Our observation that two SL analogs sharing the same ceramide backbone, BODIPY-SM and -GSLs, partition into distinct micrometric domains could seem surprising but is in full agreement with recent reports on the differential organization of SM and GSLs. In fluid model membranes, SM forms in presence of high cholesterol Lo-domains with similar properties to rafts in biological membranes, whereas saturated GSLs can form “gel-phase” microdomains even without cholesterol. Moreover, in living cells, different SLs can segregate into different PM domains (for a review, see ).
We do not wish to speculate further on the general micrometric membrane compartmentation hypothesis, nor on its possible relation with polarity , , budding yeast , and vesicular fusion or fission . As a priority, we currently test the relation of BODIPY-lipid micrometric domains with cholesterol levels (graded depletion vs graded overload).

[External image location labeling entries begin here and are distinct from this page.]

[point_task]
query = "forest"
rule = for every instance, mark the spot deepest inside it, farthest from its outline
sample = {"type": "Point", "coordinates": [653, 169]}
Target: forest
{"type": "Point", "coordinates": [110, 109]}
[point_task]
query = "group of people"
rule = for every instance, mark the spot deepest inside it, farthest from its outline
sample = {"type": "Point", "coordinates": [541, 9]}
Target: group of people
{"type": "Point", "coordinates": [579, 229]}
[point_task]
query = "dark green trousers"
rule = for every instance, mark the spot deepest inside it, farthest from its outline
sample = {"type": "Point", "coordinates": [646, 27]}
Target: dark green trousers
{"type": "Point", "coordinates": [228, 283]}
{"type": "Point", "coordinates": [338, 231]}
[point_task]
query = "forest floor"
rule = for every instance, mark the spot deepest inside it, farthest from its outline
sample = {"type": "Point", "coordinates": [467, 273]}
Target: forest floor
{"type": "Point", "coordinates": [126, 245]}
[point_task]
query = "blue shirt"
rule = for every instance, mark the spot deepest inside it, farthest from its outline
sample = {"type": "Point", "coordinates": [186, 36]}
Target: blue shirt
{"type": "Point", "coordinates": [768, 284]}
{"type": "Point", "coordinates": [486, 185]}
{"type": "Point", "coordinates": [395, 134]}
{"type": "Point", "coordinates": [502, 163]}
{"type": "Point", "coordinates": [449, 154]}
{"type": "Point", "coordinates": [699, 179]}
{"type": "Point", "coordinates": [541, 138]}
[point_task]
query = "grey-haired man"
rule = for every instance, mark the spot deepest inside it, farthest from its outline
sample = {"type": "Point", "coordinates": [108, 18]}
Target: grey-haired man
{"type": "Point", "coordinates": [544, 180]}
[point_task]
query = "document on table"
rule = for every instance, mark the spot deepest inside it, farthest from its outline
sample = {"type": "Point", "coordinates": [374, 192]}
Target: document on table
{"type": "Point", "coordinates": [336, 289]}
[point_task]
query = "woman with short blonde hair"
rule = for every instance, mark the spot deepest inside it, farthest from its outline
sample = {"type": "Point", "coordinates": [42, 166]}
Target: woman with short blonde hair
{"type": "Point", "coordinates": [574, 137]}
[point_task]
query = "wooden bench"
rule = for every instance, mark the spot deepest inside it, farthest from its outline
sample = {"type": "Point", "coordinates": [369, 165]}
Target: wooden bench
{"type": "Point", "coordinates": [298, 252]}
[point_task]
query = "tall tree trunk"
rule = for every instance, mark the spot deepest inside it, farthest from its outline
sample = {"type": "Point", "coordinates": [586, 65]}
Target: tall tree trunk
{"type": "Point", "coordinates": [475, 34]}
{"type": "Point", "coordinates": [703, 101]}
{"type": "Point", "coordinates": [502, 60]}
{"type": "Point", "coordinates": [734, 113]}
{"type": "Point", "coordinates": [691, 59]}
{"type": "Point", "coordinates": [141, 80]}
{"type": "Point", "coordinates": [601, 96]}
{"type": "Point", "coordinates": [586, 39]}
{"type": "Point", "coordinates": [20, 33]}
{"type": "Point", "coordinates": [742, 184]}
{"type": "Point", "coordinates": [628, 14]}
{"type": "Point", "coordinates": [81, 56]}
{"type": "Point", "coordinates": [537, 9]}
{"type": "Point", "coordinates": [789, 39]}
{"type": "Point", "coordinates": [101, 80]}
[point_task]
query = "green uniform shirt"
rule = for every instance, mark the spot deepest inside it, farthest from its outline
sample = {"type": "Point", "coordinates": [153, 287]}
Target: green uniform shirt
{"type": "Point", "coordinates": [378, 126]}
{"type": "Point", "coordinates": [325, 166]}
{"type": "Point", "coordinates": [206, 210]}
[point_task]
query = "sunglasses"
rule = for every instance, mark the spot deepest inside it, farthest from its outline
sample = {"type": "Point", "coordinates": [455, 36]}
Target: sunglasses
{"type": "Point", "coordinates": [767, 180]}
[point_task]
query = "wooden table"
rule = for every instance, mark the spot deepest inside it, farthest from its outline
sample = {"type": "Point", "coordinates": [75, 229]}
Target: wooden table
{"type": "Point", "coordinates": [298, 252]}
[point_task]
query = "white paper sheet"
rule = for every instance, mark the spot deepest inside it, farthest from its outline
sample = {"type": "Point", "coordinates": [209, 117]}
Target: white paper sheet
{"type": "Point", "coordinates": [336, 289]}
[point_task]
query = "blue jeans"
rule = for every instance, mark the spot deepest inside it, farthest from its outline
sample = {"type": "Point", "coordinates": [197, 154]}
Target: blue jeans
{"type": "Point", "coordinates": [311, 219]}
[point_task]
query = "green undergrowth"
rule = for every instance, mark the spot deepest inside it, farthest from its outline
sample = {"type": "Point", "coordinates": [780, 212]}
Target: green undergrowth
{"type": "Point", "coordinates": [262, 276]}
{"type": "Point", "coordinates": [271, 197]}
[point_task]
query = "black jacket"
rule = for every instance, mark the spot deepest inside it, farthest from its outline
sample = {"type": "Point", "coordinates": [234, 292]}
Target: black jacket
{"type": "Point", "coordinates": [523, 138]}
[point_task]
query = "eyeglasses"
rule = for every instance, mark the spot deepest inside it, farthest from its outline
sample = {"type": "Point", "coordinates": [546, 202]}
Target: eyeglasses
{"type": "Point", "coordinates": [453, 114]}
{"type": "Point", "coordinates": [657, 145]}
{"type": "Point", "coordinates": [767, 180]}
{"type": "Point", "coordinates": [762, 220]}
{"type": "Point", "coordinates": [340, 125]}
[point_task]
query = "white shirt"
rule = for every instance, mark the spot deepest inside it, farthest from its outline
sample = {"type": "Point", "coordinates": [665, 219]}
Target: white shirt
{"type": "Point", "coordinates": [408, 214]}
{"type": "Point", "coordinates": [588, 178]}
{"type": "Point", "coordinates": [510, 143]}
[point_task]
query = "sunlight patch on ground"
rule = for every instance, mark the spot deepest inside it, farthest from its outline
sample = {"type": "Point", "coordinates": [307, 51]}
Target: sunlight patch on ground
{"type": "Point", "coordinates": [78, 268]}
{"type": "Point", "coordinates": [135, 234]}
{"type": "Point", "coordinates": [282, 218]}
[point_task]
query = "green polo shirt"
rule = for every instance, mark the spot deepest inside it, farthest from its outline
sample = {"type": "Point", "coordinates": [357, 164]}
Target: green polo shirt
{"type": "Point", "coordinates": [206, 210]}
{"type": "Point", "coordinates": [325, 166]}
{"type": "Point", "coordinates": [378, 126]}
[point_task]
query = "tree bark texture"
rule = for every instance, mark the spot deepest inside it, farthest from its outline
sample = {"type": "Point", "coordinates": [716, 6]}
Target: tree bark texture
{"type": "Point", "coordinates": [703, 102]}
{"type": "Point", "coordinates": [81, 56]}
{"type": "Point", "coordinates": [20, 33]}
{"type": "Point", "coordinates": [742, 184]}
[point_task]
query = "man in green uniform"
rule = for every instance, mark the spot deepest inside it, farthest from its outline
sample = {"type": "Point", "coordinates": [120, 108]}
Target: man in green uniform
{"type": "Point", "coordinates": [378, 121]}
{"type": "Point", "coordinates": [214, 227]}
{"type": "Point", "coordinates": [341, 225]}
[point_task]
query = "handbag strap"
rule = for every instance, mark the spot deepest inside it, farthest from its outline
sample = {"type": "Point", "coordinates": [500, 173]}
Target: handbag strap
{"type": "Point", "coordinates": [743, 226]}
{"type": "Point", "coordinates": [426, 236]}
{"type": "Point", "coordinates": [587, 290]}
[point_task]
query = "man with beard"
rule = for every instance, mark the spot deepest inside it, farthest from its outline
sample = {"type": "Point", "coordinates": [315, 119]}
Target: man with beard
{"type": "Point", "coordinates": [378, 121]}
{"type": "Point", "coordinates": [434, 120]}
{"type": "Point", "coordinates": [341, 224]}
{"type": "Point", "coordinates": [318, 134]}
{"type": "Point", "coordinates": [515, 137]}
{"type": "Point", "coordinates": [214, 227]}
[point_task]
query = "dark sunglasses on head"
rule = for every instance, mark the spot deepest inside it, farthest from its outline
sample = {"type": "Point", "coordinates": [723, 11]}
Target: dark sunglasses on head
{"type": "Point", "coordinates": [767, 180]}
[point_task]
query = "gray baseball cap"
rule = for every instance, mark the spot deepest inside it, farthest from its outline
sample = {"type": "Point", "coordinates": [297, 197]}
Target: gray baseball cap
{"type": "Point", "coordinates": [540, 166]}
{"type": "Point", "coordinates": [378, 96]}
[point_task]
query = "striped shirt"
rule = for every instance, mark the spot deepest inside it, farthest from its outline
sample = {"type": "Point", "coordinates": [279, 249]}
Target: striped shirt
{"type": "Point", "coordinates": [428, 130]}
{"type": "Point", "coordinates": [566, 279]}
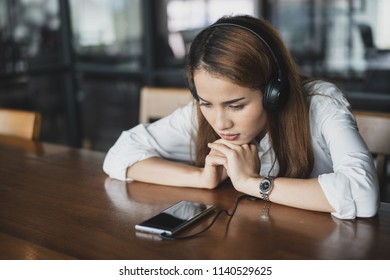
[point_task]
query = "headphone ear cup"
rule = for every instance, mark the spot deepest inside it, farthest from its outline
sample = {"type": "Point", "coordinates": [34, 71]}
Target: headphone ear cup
{"type": "Point", "coordinates": [271, 95]}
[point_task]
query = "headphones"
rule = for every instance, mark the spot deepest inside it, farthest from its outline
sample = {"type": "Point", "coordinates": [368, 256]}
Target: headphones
{"type": "Point", "coordinates": [273, 98]}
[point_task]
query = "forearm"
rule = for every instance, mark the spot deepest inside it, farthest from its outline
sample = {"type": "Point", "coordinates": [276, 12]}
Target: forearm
{"type": "Point", "coordinates": [300, 193]}
{"type": "Point", "coordinates": [164, 172]}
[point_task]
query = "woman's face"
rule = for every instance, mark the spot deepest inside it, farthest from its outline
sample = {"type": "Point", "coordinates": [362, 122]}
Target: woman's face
{"type": "Point", "coordinates": [235, 113]}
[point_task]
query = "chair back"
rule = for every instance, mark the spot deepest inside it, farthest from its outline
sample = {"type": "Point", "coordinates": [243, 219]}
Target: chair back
{"type": "Point", "coordinates": [375, 130]}
{"type": "Point", "coordinates": [23, 124]}
{"type": "Point", "coordinates": [158, 102]}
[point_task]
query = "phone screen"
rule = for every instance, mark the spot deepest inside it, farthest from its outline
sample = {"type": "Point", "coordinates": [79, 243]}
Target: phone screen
{"type": "Point", "coordinates": [175, 218]}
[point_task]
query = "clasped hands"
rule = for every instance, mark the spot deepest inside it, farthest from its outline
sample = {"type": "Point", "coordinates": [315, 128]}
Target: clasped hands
{"type": "Point", "coordinates": [238, 162]}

Whether a similar fine modulation of SM and GSLs by selective replenishment can also be achieved  deserves to be explored more precisely. Alternatively, CHO mutants with altered levels of SLs may be more thoroughly studied, although the extent of depletion could not be sufficient for reproducible differences to be recorded. Measures of actual Tm values of the lipid analogs by comparison with their natural counterparts are, of course, essential. Whether similar domains can be found on the yeast PM also deserves to be clarified.
Materials and Methods
Most methods are described in details elsewhere .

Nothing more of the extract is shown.